Autor: Jordi Visser, analista sénior da Wall Street; Tradução: Shaw Golden Finance

Quando, no ano passado, o Departamento de Eficiência Governamental dos EUA (Department of Government Efficiency, DOGE) foi apresentado, foi vendido como a solução definitiva para resolver o problema da ineficiência do Estado. Contudo, a medida fracassou rapidamente, deixando apenas os alegados “resultados de poupança” que continuam a suscitar dúvidas e um défice orçamental que em nada mudou. Um ano depois, hoje estas quatro letras voltam a surgir, definindo a realidade que vivemos. Só que, desta vez, o DOGE significa dívida (Debt), petróleo (Oil), crescimento (Growth) e emprego (Employment). Estas quatro dimensões compõem o impasse estrutural que a Reserva Federal enfrenta**, e é precisamente no processo de lidar com este cenário que a ascensão de agentes inteligentes (AI Agents) poderá tornar-se o núcleo narrativo mais decisivo desta nova crise.**

O sarcasmo é óbvio. Washington tentou embrulhar o DOGE como uma reforma para aumentar a eficiência, mas o mercado depara-se agora com um problema maior e mais difícil de remediar. À medida que conflitos relacionados com o Irão perturbam o transporte de energia no Estreito de Ormuz, os preços do petróleo dispararam. Os investidores esperavam inicialmente que a situação se acalmasse rapidamente, mas agora está claro que, independentemente de quando o estreito reabrir, este continuará a ser um problema grave e com impacto duradouro. A oferta global de energia é amplamente atingida, e a pressão inflacionista inevitavelmente voltará a subir nos próximos meses. Entretanto, mesmo antes deste salto dos preços do petróleo, a pressão dos preços de importação já se fazia sentir; e uma procura impulsionada pela inteligência artificial elevou ainda mais o preço dos chips de armazenamento, criando pressão nas cadeias de fornecimento de computadores pessoais, smartphones, automóveis e outros produtos eletrónicos.

É precisamente aqui que reside o perigo do quadro atual. O problema da inflação pode voltar a agravar-se, mas as suas causas são difíceis de resolver de forma simples pela Reserva Federal; ao mesmo tempo, a pressão sobre o custo de vida da população continua a ser uma grande questão política. A subida das taxas não consegue reabrir o Estreito de Ormuz, não consegue aumentar de forma repentina a capacidade de memória de acesso aleatório dinâmico (DRAM), nem consegue baixar subitamente os custos dos semicondutores, dos chips de armazenamento e de outros equipamentos — e estes custos estão a ser transmitidos para setores como automóveis e computadores. Estes choques do lado da oferta e os choques geopolíticos chegam a um sistema económico cujo impulso de crescimento já está a enfraquecer.

E é precisamente nisto que reside o verdadeiro significado do quadro de análise D.O.G.E.

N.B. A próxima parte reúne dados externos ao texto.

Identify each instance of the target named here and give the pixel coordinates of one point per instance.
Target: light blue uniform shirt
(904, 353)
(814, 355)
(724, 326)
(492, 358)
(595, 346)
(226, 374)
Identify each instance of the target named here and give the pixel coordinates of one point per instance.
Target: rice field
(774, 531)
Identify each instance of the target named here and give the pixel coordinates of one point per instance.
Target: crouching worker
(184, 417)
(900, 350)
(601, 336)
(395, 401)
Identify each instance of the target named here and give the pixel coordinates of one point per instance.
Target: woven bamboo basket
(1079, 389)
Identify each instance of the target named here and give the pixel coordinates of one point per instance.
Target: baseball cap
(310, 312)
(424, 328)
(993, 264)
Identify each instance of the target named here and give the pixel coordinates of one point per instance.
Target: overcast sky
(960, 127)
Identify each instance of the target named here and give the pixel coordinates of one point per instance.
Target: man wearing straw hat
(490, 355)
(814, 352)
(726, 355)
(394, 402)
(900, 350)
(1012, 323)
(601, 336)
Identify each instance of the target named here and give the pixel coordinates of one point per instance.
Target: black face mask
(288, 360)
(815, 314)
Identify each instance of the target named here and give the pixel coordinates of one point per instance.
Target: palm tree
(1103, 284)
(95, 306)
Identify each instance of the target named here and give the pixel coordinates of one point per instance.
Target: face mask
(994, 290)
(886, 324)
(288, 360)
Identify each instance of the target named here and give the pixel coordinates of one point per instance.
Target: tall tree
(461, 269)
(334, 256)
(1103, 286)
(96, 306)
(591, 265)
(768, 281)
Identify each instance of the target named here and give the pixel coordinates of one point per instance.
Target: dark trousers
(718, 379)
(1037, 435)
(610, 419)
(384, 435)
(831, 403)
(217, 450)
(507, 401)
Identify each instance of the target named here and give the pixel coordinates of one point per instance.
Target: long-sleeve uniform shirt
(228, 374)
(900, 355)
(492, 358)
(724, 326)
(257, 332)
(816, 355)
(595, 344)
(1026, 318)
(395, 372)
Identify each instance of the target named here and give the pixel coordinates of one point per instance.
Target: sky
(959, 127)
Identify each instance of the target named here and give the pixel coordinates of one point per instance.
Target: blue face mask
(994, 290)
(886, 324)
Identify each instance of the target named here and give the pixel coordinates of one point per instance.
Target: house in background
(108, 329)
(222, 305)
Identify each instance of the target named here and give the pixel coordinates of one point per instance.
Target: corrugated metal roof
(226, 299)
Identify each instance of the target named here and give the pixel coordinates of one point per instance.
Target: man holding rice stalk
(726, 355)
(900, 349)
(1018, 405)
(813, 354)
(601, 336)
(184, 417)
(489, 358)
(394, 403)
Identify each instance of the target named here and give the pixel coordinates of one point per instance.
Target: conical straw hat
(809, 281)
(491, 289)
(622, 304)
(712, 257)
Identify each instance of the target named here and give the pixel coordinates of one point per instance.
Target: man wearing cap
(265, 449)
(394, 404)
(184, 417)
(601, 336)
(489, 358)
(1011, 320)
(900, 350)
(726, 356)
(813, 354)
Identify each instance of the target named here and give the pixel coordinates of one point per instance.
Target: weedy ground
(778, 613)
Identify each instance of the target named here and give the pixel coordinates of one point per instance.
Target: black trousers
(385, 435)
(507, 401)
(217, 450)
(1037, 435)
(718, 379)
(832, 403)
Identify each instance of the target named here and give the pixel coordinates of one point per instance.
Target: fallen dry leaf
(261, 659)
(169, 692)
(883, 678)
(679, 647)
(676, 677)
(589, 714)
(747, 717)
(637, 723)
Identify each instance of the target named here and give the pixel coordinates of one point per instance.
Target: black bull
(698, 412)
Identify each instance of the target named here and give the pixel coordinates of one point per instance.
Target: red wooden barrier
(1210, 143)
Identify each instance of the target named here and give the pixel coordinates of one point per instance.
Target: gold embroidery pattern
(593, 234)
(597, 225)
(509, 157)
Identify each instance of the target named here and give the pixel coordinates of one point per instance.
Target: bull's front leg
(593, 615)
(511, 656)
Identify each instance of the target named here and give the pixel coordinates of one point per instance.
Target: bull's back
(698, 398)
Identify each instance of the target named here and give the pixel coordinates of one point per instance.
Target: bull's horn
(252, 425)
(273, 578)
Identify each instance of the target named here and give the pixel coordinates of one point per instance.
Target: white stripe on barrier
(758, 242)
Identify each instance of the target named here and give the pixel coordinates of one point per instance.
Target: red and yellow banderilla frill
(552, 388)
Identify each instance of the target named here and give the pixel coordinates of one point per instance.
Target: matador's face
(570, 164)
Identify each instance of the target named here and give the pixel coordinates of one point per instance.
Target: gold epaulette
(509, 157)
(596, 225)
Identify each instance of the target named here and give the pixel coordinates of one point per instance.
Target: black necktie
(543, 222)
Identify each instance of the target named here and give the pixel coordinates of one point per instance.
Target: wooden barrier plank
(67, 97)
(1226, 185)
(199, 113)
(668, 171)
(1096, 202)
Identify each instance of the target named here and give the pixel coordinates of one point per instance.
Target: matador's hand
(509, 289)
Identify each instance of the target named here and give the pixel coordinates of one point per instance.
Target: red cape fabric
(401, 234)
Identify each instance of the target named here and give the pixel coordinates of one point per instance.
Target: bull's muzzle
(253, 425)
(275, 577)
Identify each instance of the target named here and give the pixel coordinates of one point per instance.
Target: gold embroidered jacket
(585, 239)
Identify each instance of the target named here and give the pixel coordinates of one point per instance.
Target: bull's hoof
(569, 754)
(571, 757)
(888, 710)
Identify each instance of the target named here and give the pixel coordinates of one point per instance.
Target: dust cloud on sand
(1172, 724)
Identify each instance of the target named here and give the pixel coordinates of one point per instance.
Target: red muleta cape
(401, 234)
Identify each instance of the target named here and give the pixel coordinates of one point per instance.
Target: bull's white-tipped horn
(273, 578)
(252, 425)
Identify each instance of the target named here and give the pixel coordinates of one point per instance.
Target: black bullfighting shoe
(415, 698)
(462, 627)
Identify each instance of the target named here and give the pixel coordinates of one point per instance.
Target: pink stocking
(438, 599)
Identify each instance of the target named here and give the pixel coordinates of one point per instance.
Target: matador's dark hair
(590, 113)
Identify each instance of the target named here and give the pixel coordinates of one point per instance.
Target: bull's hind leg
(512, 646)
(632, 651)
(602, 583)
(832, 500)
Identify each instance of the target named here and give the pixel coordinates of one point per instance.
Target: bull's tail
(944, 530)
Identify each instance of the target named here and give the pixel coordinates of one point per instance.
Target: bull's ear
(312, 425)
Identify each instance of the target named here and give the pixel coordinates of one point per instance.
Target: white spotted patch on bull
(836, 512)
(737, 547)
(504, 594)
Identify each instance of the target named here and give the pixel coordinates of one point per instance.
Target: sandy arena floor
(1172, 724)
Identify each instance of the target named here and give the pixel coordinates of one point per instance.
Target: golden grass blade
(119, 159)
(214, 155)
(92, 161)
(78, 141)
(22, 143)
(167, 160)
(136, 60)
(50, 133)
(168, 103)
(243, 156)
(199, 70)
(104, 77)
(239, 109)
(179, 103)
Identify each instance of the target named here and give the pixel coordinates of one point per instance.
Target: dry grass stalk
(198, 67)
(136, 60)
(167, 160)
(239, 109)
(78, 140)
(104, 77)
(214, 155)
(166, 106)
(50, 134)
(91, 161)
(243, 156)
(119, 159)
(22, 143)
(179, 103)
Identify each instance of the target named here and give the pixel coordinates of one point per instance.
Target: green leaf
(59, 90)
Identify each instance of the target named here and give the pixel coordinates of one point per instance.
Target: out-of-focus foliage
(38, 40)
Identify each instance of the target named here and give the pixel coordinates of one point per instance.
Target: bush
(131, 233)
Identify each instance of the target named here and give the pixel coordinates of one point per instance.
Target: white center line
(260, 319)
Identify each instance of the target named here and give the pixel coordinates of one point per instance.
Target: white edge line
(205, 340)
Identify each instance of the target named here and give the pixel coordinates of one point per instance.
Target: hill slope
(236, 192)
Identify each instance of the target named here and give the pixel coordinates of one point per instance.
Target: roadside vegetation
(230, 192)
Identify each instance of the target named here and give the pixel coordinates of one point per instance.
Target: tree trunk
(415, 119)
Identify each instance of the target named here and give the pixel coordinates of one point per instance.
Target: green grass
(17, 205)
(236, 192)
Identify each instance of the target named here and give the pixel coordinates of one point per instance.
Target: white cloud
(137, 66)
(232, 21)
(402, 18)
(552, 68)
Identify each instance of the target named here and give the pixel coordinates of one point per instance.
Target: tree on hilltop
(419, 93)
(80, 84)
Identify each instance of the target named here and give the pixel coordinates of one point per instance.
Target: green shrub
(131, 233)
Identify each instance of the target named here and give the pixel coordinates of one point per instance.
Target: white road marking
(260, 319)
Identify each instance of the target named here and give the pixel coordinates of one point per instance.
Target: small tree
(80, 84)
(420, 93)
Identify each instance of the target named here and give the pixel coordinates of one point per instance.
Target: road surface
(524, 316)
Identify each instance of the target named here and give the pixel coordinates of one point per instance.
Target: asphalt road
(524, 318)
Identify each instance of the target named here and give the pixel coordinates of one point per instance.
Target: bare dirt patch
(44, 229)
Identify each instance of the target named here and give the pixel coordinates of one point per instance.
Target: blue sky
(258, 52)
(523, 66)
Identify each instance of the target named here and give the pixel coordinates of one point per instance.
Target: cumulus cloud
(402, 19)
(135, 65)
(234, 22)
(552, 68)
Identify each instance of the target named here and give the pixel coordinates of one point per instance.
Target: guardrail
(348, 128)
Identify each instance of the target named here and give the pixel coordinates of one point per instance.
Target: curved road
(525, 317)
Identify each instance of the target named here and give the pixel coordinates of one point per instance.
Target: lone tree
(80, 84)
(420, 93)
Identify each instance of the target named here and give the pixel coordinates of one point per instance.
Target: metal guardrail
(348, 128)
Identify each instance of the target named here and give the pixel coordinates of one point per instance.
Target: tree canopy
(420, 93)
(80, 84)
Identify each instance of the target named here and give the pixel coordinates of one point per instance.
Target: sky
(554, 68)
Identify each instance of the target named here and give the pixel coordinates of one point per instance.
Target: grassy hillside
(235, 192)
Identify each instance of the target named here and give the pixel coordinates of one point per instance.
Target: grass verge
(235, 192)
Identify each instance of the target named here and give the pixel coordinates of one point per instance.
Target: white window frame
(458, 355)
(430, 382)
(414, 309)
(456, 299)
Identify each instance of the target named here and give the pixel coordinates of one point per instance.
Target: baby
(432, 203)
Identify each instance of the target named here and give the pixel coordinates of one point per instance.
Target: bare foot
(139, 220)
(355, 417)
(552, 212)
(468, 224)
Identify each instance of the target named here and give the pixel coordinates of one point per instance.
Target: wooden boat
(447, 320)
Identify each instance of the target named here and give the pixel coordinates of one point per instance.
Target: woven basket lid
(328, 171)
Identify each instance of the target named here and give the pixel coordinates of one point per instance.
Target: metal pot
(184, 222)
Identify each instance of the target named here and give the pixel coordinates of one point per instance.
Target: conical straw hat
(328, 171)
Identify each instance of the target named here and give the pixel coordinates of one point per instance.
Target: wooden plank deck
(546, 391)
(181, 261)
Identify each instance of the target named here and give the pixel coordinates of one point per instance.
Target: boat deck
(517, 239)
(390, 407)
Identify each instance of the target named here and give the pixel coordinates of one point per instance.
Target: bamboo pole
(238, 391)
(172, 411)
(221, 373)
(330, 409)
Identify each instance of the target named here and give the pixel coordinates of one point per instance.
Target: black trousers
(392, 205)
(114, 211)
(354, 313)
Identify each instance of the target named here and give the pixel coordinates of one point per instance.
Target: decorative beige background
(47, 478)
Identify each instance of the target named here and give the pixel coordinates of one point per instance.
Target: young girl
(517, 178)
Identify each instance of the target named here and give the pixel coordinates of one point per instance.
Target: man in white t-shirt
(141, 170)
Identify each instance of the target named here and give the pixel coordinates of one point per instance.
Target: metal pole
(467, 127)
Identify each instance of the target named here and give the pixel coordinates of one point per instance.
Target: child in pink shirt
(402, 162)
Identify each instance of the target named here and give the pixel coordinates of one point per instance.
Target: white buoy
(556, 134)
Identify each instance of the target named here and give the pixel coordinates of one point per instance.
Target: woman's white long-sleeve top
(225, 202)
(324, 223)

  • A dívida é uma restrição estrutural;

  • O petróleo é a origem do choque inflacionista;

  • O crescimento abrandará à medida que a inflação e o ciclo de crédito se deteriorem;

  • O emprego já está fraco, e a Reserva Federal poderá muito rapidamente ter de pender para a dimensão do emprego no seu duplo mandato.

Primeiro, vejamos a dívida: é a dívida que torna este ciclo totalmente diferente da inflação impulsionada pelo petróleo na década de 70 do século passado. Em 1970, a dívida federal total dos EUA era cerca de 35,5% do PIB; em 1979 desceu para 31,6%. Hoje, com base em dados comparáveis do St. Louis Fed (FRED), esta proporção já atingiu 122,5%. Mesmo antes da crise financeira global, esta taxa era muito inferior aos níveis atuais. Isto significa que os EUA enfrentam a possível ocorrência de uma segunda vaga de inflação e que a carga da sua dívida é cerca de quatro vezes a do final da década de 70. Só este ponto muda completamente o limite até ao qual todo o sistema financeiro consegue suportar a dor.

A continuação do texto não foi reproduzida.